Ces indicateurs ne sont pas de simples statistiques : ils traduisent la détresse quotidienne de millions d’Haïtiens.
2. Échec patent de la transition actuelle
Le Conseil présidentiel de transition (CPT) dirigé par M. Fritz Alphonse Jean et le gouvernement d’Alix Didier Fils-Aimé n’ont ni la légitimité ni la capacité d’agir : blocage politique, absence de feuille de route crédible et inaction face à la violence armée. La « Mission de soutien à la sécurité » (MSS), bien qu’indispensable, ne suffit pas à renverser la dynamique terroriste.
Dans ces conditions, ni référendum constitutionnel ni élections générales ne peuvent être organisés de façon sûre, libre et transparente.

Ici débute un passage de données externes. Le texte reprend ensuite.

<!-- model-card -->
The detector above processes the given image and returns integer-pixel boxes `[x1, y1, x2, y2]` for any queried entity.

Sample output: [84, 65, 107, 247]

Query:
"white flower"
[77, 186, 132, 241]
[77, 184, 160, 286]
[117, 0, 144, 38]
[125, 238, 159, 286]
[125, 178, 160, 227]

3. Mise en garde : pas de prolongation de l’accord du 3 avril 2024
Toute initiative visant à proroger ou aménager l’accord du 3 avril — au nom d’un « consensus haïtien » introuvable — ne ferait que valider l’impasse actuelle. Un effondrement total de l’État haïtien aurait des répercussions sur toute la Caraïbe et l’Amérique latine : flux migratoires incontrôlés, trafic d’armes, instabilité régionale.
4. Voie de sortie : une transition de sursaut
Nous appelons de toute urgence à :
- La mise en place d’une autorité de transition resserrée, portée par une personnalité incontestée, dotée d’une haute légitimité morale, en dehors des signataires défaillants de l’accord du 3 avril.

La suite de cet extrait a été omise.